The Sea Princess’s official itinerary for 2020 included trips to Fiji, American Samoa, Hawaii and French Polynesia—a months-long odyssey that, for Pauzé, would have ended on May 12 in Sydney. But the pandemic, of course, had other plans.

Eventually, the Sea Princess headed north, and the plan was for Filipino crew to quarantine for 14 days while the ship sat in Manila Bay. Along the way, the crew was trained on how to deal with pirate attacks—there had been reports of increased piracy in the region—with water cannons and loud speakers.

When the ship arrived near Manila on April 20, several large passenger ships anchored in a cluster, waiting for the opportunity to dock. Pauzé knew some of the crew on nearby vessels, and they shared bits of information when they could by text.

When Ruggero tweeted a photo on April 22 of the ship receiving fresh produce, the crew had been aboard for 40 days straight. The same day, the last six Canadian passengers on cruise ships—all of them aboard the Costa Deliziosa—disembarked in Italy and headed home.
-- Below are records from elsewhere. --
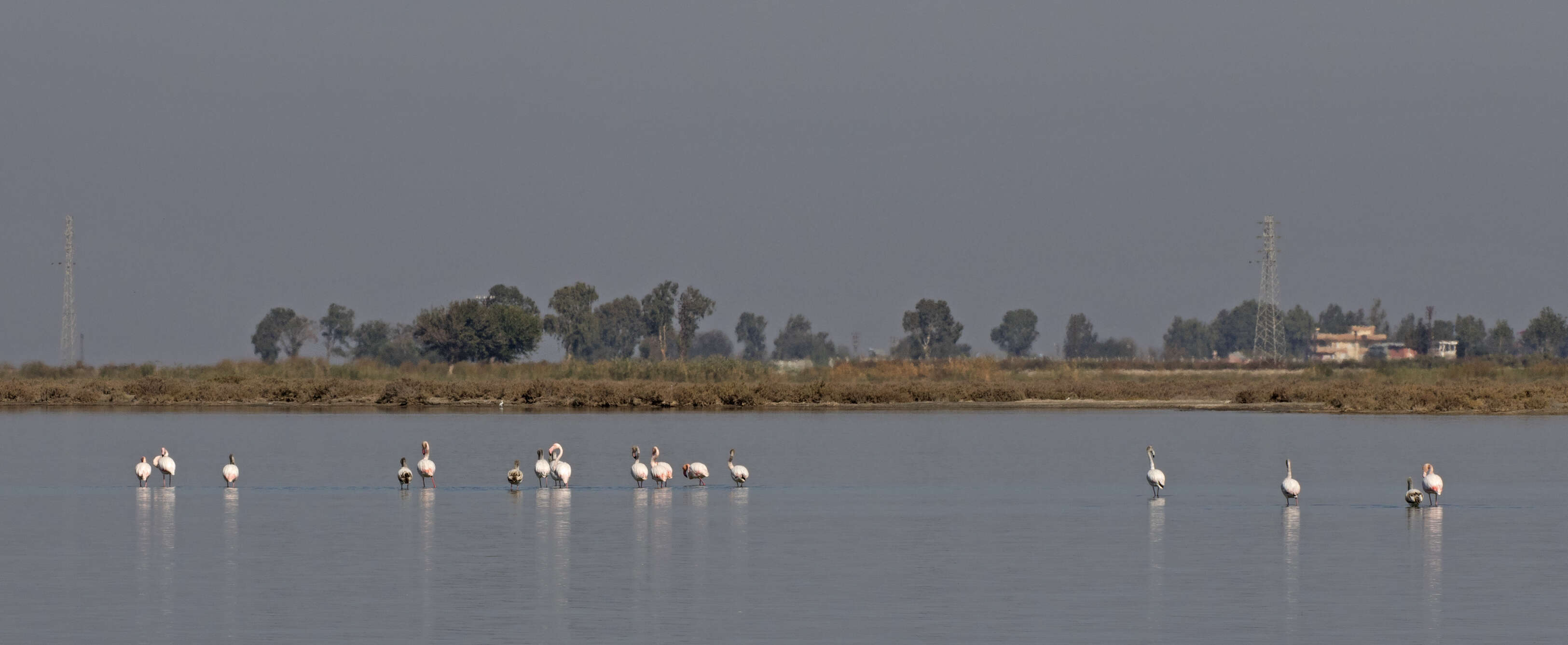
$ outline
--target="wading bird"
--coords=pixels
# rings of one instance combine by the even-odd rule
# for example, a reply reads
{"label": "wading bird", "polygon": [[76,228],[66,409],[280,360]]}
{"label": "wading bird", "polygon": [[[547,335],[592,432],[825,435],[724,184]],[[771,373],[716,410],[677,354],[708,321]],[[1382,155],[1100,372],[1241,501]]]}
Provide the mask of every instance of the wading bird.
{"label": "wading bird", "polygon": [[676,469],[670,468],[668,463],[659,461],[659,446],[654,446],[654,454],[648,457],[648,472],[659,482],[659,486],[668,486],[670,477],[676,476]]}
{"label": "wading bird", "polygon": [[707,477],[707,465],[702,463],[702,461],[693,461],[693,463],[681,465],[681,474],[687,476],[687,479],[695,479],[696,485],[699,485],[699,486],[706,486],[707,485],[707,479],[706,479]]}
{"label": "wading bird", "polygon": [[158,449],[158,457],[152,458],[152,465],[158,466],[158,469],[163,471],[163,476],[168,477],[168,480],[165,480],[163,485],[165,486],[172,486],[174,485],[174,458],[169,457],[169,449],[160,447]]}
{"label": "wading bird", "polygon": [[[1284,505],[1290,505],[1290,501],[1301,494],[1301,482],[1290,476],[1290,460],[1284,460],[1284,482],[1279,482],[1279,491],[1284,493]],[[1301,501],[1297,499],[1295,505],[1301,505]]]}
{"label": "wading bird", "polygon": [[648,466],[643,465],[643,455],[637,450],[637,446],[632,446],[632,480],[637,482],[637,488],[643,488],[643,482],[648,479]]}
{"label": "wading bird", "polygon": [[234,465],[234,454],[230,452],[229,463],[223,465],[223,486],[232,486],[237,479],[240,479],[240,466]]}
{"label": "wading bird", "polygon": [[555,480],[557,488],[566,488],[572,483],[572,465],[561,461],[561,455],[566,454],[561,444],[550,444],[550,479]]}
{"label": "wading bird", "polygon": [[408,488],[408,483],[414,480],[414,471],[408,469],[408,457],[398,457],[397,463],[397,486]]}
{"label": "wading bird", "polygon": [[141,461],[136,461],[135,471],[136,471],[136,479],[140,480],[136,482],[136,486],[146,486],[147,477],[152,477],[152,465],[147,463],[146,457],[143,457]]}
{"label": "wading bird", "polygon": [[1432,496],[1427,497],[1432,505],[1438,505],[1438,496],[1443,494],[1443,477],[1438,477],[1438,474],[1432,471],[1430,463],[1421,465],[1421,490]]}
{"label": "wading bird", "polygon": [[735,466],[735,449],[729,449],[729,479],[735,480],[737,486],[745,486],[746,480],[751,479],[751,471],[746,466]]}
{"label": "wading bird", "polygon": [[544,488],[544,477],[549,477],[550,474],[550,463],[544,460],[543,447],[536,454],[539,458],[533,461],[533,476],[539,477],[539,488]]}
{"label": "wading bird", "polygon": [[419,486],[425,488],[425,480],[426,479],[430,480],[430,485],[434,486],[436,485],[436,463],[430,460],[430,441],[420,441],[419,443],[419,454],[425,455],[425,458],[419,460],[419,463],[414,465],[414,468],[419,469]]}
{"label": "wading bird", "polygon": [[1149,488],[1154,490],[1154,496],[1159,497],[1160,491],[1165,490],[1165,471],[1154,468],[1154,446],[1148,447],[1149,452],[1149,472],[1143,479],[1149,480]]}
{"label": "wading bird", "polygon": [[1405,477],[1405,504],[1421,505],[1421,491],[1416,490],[1416,482],[1410,477]]}
{"label": "wading bird", "polygon": [[511,460],[511,469],[506,471],[506,483],[511,485],[508,488],[517,488],[522,483],[522,460]]}

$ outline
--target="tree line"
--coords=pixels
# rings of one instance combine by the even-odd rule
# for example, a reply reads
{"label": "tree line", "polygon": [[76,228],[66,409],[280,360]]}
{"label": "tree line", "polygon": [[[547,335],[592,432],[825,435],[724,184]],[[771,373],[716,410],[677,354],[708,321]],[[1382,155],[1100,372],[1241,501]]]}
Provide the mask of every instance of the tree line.
{"label": "tree line", "polygon": [[[267,363],[279,356],[295,358],[301,348],[320,341],[328,356],[375,359],[392,366],[431,361],[453,366],[464,361],[511,363],[533,355],[544,336],[555,337],[566,361],[627,359],[690,359],[704,356],[737,356],[748,361],[809,359],[826,364],[848,358],[850,348],[836,344],[826,331],[814,331],[806,315],[790,315],[768,348],[768,320],[754,312],[742,312],[734,337],[723,330],[699,330],[713,314],[715,301],[699,289],[684,290],[674,281],[654,286],[637,298],[622,295],[599,301],[591,284],[575,282],[557,289],[541,312],[533,298],[516,286],[495,284],[481,297],[453,300],[419,312],[412,322],[354,322],[354,311],[332,303],[326,315],[309,319],[289,308],[268,311],[251,336],[256,355]],[[1408,314],[1392,333],[1383,303],[1374,300],[1370,311],[1350,311],[1330,304],[1317,317],[1297,304],[1281,314],[1286,352],[1292,358],[1308,358],[1312,333],[1347,333],[1350,326],[1369,325],[1389,334],[1417,353],[1428,353],[1439,341],[1457,341],[1460,356],[1538,353],[1568,358],[1568,322],[1551,308],[1530,320],[1519,334],[1507,320],[1491,328],[1474,315],[1439,320],[1433,308],[1425,315]],[[1221,309],[1212,320],[1174,317],[1163,336],[1163,348],[1146,355],[1167,359],[1226,358],[1250,355],[1258,322],[1258,301],[1245,300]],[[991,330],[991,342],[1008,356],[1030,356],[1040,339],[1040,317],[1032,309],[1013,309]],[[905,336],[889,355],[906,359],[969,356],[971,345],[961,342],[964,325],[953,319],[946,300],[922,298],[903,312]],[[1101,339],[1094,325],[1082,312],[1071,314],[1062,339],[1063,358],[1137,358],[1138,345],[1131,337]]]}

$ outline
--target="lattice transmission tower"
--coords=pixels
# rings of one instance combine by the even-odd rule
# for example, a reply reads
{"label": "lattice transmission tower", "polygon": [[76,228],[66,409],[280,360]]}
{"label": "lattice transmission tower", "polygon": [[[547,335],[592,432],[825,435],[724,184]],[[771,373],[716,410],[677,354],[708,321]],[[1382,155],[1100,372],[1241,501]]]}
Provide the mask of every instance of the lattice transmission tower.
{"label": "lattice transmission tower", "polygon": [[1279,246],[1275,240],[1273,215],[1264,217],[1264,275],[1258,282],[1258,331],[1253,333],[1253,358],[1278,359],[1284,345],[1284,330],[1279,319]]}
{"label": "lattice transmission tower", "polygon": [[77,250],[71,243],[71,215],[66,215],[66,295],[60,309],[60,364],[71,366],[82,359],[77,353],[77,295],[71,273],[77,268]]}

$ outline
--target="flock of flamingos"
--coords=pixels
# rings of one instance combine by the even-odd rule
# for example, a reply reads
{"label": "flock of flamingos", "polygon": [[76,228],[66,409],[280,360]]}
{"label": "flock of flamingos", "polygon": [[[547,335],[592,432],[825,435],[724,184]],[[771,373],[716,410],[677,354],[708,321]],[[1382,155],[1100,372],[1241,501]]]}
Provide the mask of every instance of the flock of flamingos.
{"label": "flock of flamingos", "polygon": [[[1154,468],[1154,446],[1149,446],[1146,450],[1149,454],[1149,472],[1145,474],[1145,479],[1148,479],[1154,496],[1159,497],[1160,491],[1165,490],[1165,471]],[[555,480],[557,488],[566,488],[571,485],[572,465],[561,461],[561,455],[566,450],[561,449],[561,444],[550,444],[549,449],[536,452],[539,458],[533,461],[533,476],[538,477],[539,488],[544,486],[544,477]],[[420,460],[414,465],[414,469],[419,471],[419,483],[420,486],[434,486],[436,461],[430,460],[430,441],[419,443],[419,454]],[[546,458],[546,454],[549,454],[549,458]],[[160,447],[158,455],[152,458],[151,465],[146,457],[136,463],[135,469],[136,479],[140,480],[138,485],[147,485],[147,477],[152,477],[154,468],[163,472],[165,486],[174,483],[174,460],[169,457],[169,449]],[[240,466],[235,466],[234,455],[229,455],[229,463],[223,465],[221,472],[224,486],[232,486],[234,480],[240,479]],[[637,482],[637,488],[643,488],[643,482],[648,479],[652,479],[654,485],[659,488],[668,486],[674,472],[676,469],[673,466],[659,461],[659,446],[654,446],[654,454],[648,458],[646,465],[643,463],[640,449],[632,446],[632,480]],[[685,476],[685,479],[695,479],[698,485],[707,485],[707,465],[701,461],[681,465],[681,474]],[[510,488],[522,485],[525,477],[527,476],[522,472],[522,460],[513,460],[511,469],[506,471],[506,483]],[[735,466],[735,449],[729,449],[729,479],[734,480],[737,486],[745,486],[746,480],[751,479],[751,471],[746,469],[746,466]],[[400,488],[414,482],[414,471],[408,469],[408,457],[398,460],[397,482]],[[1297,499],[1297,504],[1300,504],[1298,497],[1301,496],[1301,482],[1297,482],[1295,476],[1290,474],[1289,458],[1284,460],[1284,482],[1279,482],[1279,491],[1284,493],[1286,505],[1290,505],[1292,499]],[[1430,463],[1421,466],[1421,488],[1414,486],[1414,477],[1405,477],[1405,504],[1417,507],[1422,499],[1428,499],[1430,504],[1436,505],[1439,494],[1443,494],[1443,477],[1432,469]]]}
{"label": "flock of flamingos", "polygon": [[[549,458],[546,458],[549,452]],[[538,461],[533,461],[533,476],[539,479],[539,488],[544,488],[544,477],[555,480],[557,488],[566,488],[572,482],[572,465],[561,461],[561,455],[566,450],[561,444],[550,444],[550,447],[538,450]],[[430,441],[419,443],[420,460],[414,465],[419,471],[420,486],[436,485],[436,461],[430,460]],[[174,458],[169,457],[169,449],[160,447],[158,454],[147,463],[143,457],[136,461],[136,480],[138,486],[147,485],[147,477],[152,477],[152,469],[157,468],[163,472],[162,482],[165,486],[174,485]],[[632,446],[632,480],[637,482],[637,488],[643,488],[643,482],[648,479],[654,480],[659,488],[668,486],[670,480],[674,477],[676,469],[668,463],[659,461],[659,446],[654,446],[652,457],[648,463],[643,463],[641,452],[637,446]],[[707,485],[707,465],[702,461],[684,463],[681,465],[681,474],[685,479],[695,479],[699,486]],[[510,488],[516,488],[524,480],[522,460],[513,460],[511,469],[506,471],[506,483]],[[1165,476],[1160,476],[1165,477]],[[234,480],[240,479],[240,466],[234,463],[234,455],[229,455],[229,463],[223,466],[223,482],[224,488],[232,486]],[[751,479],[751,471],[746,466],[735,465],[735,449],[729,449],[729,479],[735,482],[737,486],[745,486],[746,480]],[[398,460],[397,482],[398,488],[405,488],[414,480],[414,471],[408,469],[408,457]]]}

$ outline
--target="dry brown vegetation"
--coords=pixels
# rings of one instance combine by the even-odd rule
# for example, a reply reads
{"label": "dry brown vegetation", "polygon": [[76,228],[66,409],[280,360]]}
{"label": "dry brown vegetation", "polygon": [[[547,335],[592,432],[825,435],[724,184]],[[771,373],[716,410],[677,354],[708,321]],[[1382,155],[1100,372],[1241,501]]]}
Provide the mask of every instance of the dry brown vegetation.
{"label": "dry brown vegetation", "polygon": [[0,405],[495,405],[723,408],[967,402],[1214,402],[1359,413],[1568,411],[1568,364],[1408,363],[1311,369],[969,358],[850,361],[779,372],[762,363],[601,361],[328,366],[0,364]]}

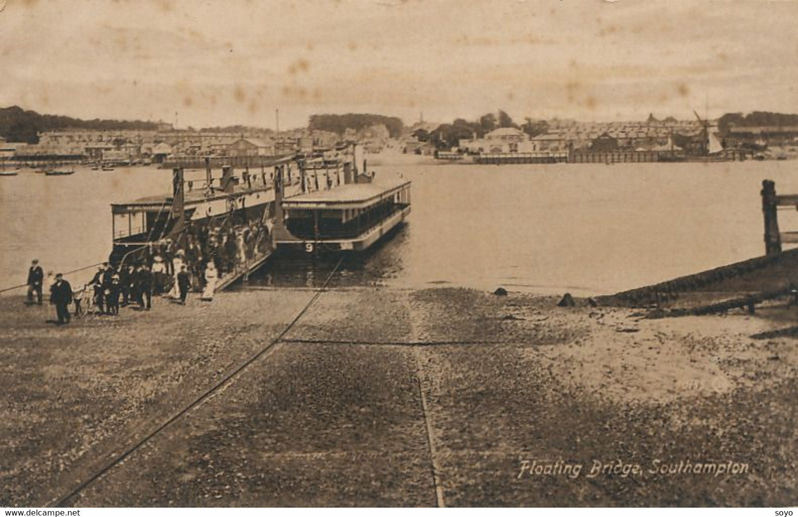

Princess Cruises didn’t directly answer questions about the fate of the Sea Princess crew, pointing to a statement saying the company had repatriated thousands of crew members and remained committed to returning “all our teammates safely home to their loved ones.”

Humbled by the pandemic, Pauzé has modest plans for when he pulls into his driveway back in Barrie. “Feel the breeze and sunshine and the ground not moving,” he says. “Just the feeling of being home will be wonderful.”